Jediglich der Verkäufer könnte was dagegen haben, ich frage mich allerdings, was den Verkäufer an einer Kopie stören sollte.


----------



## Gelöschte Mitglieder 136077 (25. April 2013)

*AW: Tageskarte kaufen lassen?*

Bei uns gehts nicht. Man muss gleich unterschreiben und die Durchschrift wird dann aufbewahrt. Die Karten sind nicht übertragbar.


----------



## Bieroholiker (25. April 2013)

*AW: Tageskarte kaufen lassen?*

nun weil erst im juni die nächste prüfung ist.

mir geht es ja da drum ob mein kollege eine karte für sich und für mich kaufen kann. er hat ja den schein und darf eine kaufen. ich hab dann ja auch einen und was nutzen meinem kollegen 2 für einen tag? 
wird auf der tageskarte die scheinnummer oder der name eingetragen? wenn ja kann er ja einfach meine daten eintragen. übertragbar ist er dann ja nicht und jemand anders nuzt er nix?


----------



## oneeyejoe (25. April 2013)

*AW: Tageskarte kaufen lassen?*

Ach du meinst, dass er zwei Scheine für sich kaufen soll und einen dann dir geben obwohl du keinen Schein hast? Das wird auf keinen Fall gehen. Und selbst wenn er zwei Karten bekommt darfst du ohne Schein nicht angeln und wenn er dich trotzdem mitnimmt macht er sich vermutlich auch strafbar. Also mach deinen Schein dann kannst du auch angeln gehen. Bis Juni ists ja nicht mehr lang


----------



## Gelöschte Mitglieder 136077 (25. April 2013)

*AW: Tageskarte kaufen lassen?*

Kann nur sagen wie es bei uns ist. Auf unseren Scheinen steht die Schein- Nummer und komplette Anschrift. Wenn der Kartenausgeber keine Durchschrift / Unterschrift brauchen sollte oder darauf irgendwie verzichtet und du dann später unterschreibst, wenn du angeln gehst ginge das eventuell.
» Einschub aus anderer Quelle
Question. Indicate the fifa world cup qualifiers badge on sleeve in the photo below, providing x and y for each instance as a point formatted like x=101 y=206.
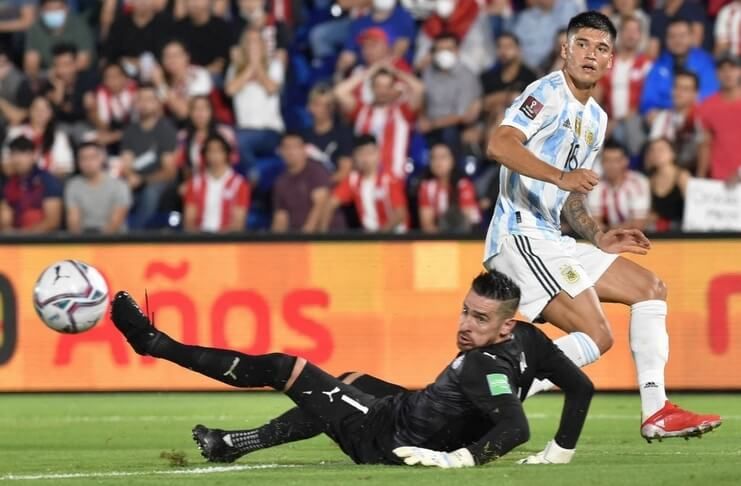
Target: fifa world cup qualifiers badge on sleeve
x=531 y=107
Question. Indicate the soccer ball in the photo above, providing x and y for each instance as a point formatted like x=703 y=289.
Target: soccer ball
x=70 y=296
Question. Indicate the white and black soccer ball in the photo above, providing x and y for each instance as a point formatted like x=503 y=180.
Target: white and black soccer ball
x=70 y=296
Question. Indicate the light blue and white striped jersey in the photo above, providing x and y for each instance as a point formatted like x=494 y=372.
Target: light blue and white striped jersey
x=560 y=131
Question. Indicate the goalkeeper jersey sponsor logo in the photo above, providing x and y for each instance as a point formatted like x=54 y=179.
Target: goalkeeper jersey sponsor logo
x=498 y=384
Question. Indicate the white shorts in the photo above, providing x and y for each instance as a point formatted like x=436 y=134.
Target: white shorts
x=543 y=268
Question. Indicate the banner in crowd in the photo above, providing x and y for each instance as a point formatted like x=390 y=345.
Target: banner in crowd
x=386 y=308
x=711 y=206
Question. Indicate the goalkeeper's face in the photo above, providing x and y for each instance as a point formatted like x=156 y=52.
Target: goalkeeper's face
x=483 y=321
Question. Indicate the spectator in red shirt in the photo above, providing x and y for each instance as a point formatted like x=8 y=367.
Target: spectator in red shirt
x=32 y=197
x=720 y=117
x=378 y=196
x=300 y=193
x=447 y=200
x=217 y=199
x=389 y=117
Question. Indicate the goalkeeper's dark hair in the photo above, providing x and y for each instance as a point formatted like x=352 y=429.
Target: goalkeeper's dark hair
x=497 y=286
x=592 y=20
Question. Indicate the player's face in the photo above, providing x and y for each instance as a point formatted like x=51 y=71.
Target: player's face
x=614 y=163
x=480 y=323
x=684 y=92
x=587 y=55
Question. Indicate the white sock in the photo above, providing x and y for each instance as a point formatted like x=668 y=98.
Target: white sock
x=649 y=343
x=579 y=348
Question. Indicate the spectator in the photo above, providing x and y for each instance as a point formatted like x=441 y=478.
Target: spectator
x=95 y=202
x=668 y=185
x=622 y=199
x=468 y=21
x=378 y=196
x=389 y=118
x=507 y=79
x=148 y=156
x=301 y=192
x=56 y=24
x=15 y=93
x=53 y=150
x=178 y=80
x=66 y=87
x=16 y=17
x=254 y=15
x=537 y=26
x=452 y=92
x=657 y=89
x=447 y=199
x=206 y=37
x=328 y=139
x=201 y=125
x=622 y=10
x=620 y=89
x=661 y=18
x=720 y=118
x=111 y=106
x=387 y=15
x=728 y=29
x=554 y=61
x=217 y=199
x=32 y=198
x=137 y=37
x=679 y=124
x=254 y=83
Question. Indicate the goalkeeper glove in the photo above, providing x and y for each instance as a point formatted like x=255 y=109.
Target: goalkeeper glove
x=426 y=457
x=552 y=454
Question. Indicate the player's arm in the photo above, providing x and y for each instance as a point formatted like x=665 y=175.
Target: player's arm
x=578 y=390
x=533 y=110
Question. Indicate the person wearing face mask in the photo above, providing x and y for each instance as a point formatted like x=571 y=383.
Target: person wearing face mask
x=452 y=92
x=470 y=24
x=392 y=18
x=56 y=24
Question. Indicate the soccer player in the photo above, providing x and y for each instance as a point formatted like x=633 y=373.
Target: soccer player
x=470 y=415
x=547 y=144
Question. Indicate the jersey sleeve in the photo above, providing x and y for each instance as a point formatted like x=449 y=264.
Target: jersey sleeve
x=535 y=108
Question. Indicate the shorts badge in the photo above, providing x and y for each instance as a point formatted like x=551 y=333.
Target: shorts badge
x=571 y=275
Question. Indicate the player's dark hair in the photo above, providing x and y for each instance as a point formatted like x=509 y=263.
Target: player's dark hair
x=612 y=144
x=689 y=74
x=497 y=286
x=63 y=49
x=21 y=144
x=592 y=20
x=509 y=35
x=363 y=140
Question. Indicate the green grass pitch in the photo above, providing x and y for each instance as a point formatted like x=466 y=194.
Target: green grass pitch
x=119 y=439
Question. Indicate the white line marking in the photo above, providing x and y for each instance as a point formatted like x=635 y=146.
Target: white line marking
x=163 y=472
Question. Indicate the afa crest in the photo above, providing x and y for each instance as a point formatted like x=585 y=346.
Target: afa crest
x=568 y=273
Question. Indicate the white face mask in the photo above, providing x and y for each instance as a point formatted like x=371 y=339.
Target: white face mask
x=444 y=8
x=384 y=5
x=445 y=60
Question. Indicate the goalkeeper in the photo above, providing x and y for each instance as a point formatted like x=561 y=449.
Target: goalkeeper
x=470 y=415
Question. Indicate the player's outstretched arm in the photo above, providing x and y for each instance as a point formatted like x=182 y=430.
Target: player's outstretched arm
x=614 y=241
x=507 y=146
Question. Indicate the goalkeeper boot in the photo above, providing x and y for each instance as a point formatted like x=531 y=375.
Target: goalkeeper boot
x=673 y=421
x=133 y=323
x=215 y=444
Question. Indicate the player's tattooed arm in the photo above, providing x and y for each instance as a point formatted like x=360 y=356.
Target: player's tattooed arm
x=576 y=214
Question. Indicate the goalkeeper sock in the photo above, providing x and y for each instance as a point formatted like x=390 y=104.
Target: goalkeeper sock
x=579 y=348
x=649 y=343
x=230 y=367
x=292 y=426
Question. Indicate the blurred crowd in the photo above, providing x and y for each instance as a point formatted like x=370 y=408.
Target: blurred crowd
x=346 y=115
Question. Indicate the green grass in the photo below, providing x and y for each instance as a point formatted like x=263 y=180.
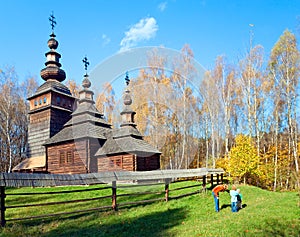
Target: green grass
x=266 y=214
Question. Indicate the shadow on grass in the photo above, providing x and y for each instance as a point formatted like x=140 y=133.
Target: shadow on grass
x=154 y=224
x=224 y=206
x=279 y=227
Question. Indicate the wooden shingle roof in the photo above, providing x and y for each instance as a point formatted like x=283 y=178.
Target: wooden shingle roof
x=127 y=143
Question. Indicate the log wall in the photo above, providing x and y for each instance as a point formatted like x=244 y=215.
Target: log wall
x=60 y=164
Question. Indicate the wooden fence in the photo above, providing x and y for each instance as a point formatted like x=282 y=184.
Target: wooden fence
x=113 y=181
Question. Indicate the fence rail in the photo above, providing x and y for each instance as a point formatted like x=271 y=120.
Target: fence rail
x=157 y=178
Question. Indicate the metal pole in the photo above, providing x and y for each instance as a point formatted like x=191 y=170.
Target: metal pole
x=2 y=206
x=204 y=183
x=114 y=195
x=167 y=181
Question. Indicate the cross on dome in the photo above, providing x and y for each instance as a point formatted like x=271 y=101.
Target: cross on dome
x=52 y=21
x=86 y=64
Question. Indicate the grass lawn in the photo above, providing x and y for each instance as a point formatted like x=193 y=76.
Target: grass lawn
x=266 y=214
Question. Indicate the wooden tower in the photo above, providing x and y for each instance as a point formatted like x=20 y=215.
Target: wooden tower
x=50 y=108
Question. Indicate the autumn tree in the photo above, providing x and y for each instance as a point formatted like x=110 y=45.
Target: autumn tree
x=244 y=161
x=13 y=118
x=284 y=71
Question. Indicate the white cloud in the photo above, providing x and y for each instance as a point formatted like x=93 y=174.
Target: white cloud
x=162 y=6
x=105 y=40
x=145 y=29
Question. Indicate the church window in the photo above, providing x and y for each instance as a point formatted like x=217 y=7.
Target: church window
x=62 y=158
x=70 y=157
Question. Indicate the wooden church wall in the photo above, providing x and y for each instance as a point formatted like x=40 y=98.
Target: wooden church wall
x=67 y=158
x=119 y=162
x=148 y=163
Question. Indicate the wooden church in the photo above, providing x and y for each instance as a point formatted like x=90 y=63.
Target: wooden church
x=69 y=135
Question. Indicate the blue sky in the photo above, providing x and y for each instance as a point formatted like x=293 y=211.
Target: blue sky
x=102 y=28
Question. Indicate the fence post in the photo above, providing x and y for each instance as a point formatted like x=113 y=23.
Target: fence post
x=2 y=206
x=167 y=182
x=114 y=195
x=204 y=183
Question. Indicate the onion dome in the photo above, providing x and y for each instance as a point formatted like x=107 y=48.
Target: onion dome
x=127 y=113
x=52 y=69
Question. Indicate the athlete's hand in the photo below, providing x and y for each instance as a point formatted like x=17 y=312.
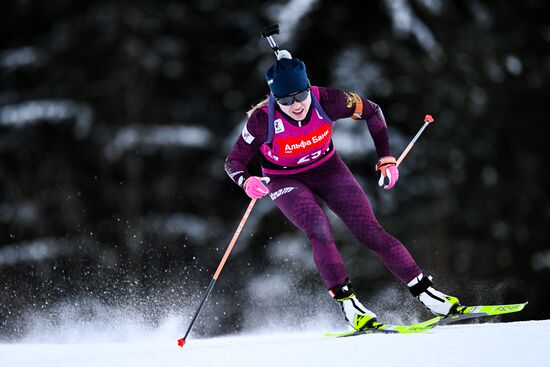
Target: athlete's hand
x=389 y=174
x=255 y=188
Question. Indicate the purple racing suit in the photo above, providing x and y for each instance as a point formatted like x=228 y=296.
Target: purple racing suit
x=297 y=190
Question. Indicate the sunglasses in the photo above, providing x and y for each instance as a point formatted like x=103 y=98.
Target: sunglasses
x=290 y=99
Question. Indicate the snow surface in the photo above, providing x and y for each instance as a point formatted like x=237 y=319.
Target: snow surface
x=492 y=344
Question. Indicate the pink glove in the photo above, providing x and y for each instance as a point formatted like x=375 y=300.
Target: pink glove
x=389 y=173
x=255 y=188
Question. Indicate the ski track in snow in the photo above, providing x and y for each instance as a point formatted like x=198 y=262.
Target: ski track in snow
x=495 y=344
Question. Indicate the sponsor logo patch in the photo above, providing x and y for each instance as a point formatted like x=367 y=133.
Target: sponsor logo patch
x=279 y=126
x=280 y=192
x=247 y=136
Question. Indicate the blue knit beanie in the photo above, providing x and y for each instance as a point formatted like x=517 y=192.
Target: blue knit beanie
x=287 y=76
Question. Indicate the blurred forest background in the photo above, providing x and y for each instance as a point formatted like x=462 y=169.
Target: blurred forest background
x=116 y=117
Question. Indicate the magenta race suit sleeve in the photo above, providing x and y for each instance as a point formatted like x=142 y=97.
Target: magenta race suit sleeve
x=336 y=103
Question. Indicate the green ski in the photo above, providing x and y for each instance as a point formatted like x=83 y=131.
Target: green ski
x=470 y=312
x=385 y=329
x=462 y=313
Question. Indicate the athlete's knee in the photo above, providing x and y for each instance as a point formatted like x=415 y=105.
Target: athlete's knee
x=320 y=232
Wenn aber gleich unterschrieben werden muss und dein Kollege für dich dann unterschreibt ist das sicher sowas wie Urkundenfälschung oder was auch immer.

Jedenfalls hat dein Kumpel dann den Vertrag geschlossen, nicht du.


----------



## Taxidermist (25. April 2013)

*AW: Tageskarte kaufen lassen?*

Ich verstehe das so,dass du noch gar keinen Fischereischein hast und erst in Juni, wenn du dann die Prüfung bestehst,einen erhältst.
Und wenn dein Freund schon einen hat,dann darf der auf seinen Schein auch nur einen Tagesschein kaufen und nicht etwa einen für dich mit!

Was willst du denn als Kopie vorlegen?

Oder steh ich irgendwie auf der Leitung?

Jürgen


----------



## phirania (25. April 2013)

*AW: Tageskarte kaufen lassen?*

klare sache,ohne angelschein keine tageskarte.
ohne angelschein,nicht angeln.


----------



## Bieroholiker (25. April 2013)

*AW: Tageskarte kaufen lassen?*

ihr versteht mich falsch. 
wenn ich meinen schein hab möchte ich auch angeln. klar.
da ich aber erst spät abends wenn überhaupt dort hin kommen kann wo ich angeln möchte mit meinem kollegen zusammen ist die frage ob er zwei karten kaufen darf. eine für ihn und eine für mich mit. ich würde ihm dann meine nummer anschrift usw. geben. da die karte dann ja eh nur zu meinem schein passt müsste das doch gehn denk ich.


----------



## Taxidermist (25. April 2013)

*AW: Tageskarte kaufen lassen?*

Nur wenn du deinem Kumpel den orignal Fischereischein mitgibst,dann kann er dir Karten mitkaufen!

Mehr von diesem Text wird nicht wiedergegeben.